Un patient de 69 ans, fumeur, traité pour une hypertension artérielle et une cardiopathie ischémique, consulte pour des douleurs anales évoluant depuis plusieurs semaines. L’examen révèle des ulcérations de la marge (fig. 1).

Le nicorandil est un médicament vasodilatateur, activateur des canaux potassiques, utilisé dans l’angor. Sa tolérance est globalement bonne. Cependant, il peut entraîner des ulcérations dont les localisations de prédilection sont buccales, cutanées et digestives. Au niveau digestif, ces lésions surviennent parfois tardivement après le début du traitement et plus fréquemment à des doses thérapeutiques élevées. Le mécanisme serait lié à un effet local ischémique ou cytotoxique, particulièrement dans les zones cicatricielles mal vascularisées ou sensibles aux microtraumatismes. Au niveau anal, le principal symptôme est la douleur.

À l’examen clinique, ces ulcérations ont le plus souvent des bords nets et un fond propre ; elles sont uniques dans près de 80 % des cas. Elles sont parfois creusantes, avec un risque de complication infectieuse à type de fistule (fig. 2).
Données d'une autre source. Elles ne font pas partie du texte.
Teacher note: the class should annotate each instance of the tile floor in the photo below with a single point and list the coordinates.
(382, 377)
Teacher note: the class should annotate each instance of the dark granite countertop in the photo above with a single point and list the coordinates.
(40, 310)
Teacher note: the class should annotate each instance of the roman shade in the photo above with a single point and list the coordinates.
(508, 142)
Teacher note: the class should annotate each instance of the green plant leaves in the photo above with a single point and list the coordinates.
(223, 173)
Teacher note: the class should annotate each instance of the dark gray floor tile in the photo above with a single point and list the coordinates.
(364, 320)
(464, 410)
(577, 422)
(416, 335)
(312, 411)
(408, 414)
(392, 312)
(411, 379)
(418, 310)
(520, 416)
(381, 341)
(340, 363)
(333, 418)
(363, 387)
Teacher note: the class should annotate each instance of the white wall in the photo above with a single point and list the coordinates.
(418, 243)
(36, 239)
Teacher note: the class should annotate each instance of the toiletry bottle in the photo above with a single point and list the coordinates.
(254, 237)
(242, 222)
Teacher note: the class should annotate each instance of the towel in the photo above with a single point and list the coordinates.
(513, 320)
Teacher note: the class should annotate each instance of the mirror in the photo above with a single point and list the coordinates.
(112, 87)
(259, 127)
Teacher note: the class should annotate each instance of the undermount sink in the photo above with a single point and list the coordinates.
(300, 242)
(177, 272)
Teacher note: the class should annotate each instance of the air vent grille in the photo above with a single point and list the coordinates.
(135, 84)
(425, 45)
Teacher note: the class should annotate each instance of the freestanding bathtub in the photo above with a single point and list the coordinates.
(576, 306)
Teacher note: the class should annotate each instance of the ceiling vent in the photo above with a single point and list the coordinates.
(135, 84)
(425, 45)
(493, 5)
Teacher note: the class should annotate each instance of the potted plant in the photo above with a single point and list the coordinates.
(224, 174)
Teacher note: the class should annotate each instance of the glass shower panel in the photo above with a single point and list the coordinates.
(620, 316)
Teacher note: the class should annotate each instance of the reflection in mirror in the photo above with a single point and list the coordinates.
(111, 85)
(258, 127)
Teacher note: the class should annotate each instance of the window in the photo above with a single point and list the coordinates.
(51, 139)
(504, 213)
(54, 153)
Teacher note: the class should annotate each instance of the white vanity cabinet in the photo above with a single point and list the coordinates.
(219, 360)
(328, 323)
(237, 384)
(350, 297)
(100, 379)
Le diagnostic repose sur le contexte et l’anamnèse ainsi que sur la guérison après l’arrêt du nicorandil.

L’évolution est favorable : la cicatrisation des ulcérations survient en moyenne trente jours après l’arrêt du traitement, mais peut s’étaler sur plusieurs mois en fonction de la gravité de l’atteinte et de la dose cumulée reçue de nicorandil. La reprise du traitement est déconseillée en raison du risque élevé de récidive. 

Pour en savoir plus
Toquero L, Briggs CD, Bassuini MM, et al. Anal ulceration associated with Nicorandil: Case series and review of the literature. Colorectal Dis 2006;8(8):717-20.
Babic V, Petitpain N, Guy C, et al. Nicorandil-induced ulcerations: A 10-year observational study of all cases spontaneously reported to the French pharmacovigilance network. Int Wound J 2018;15(4):508-18.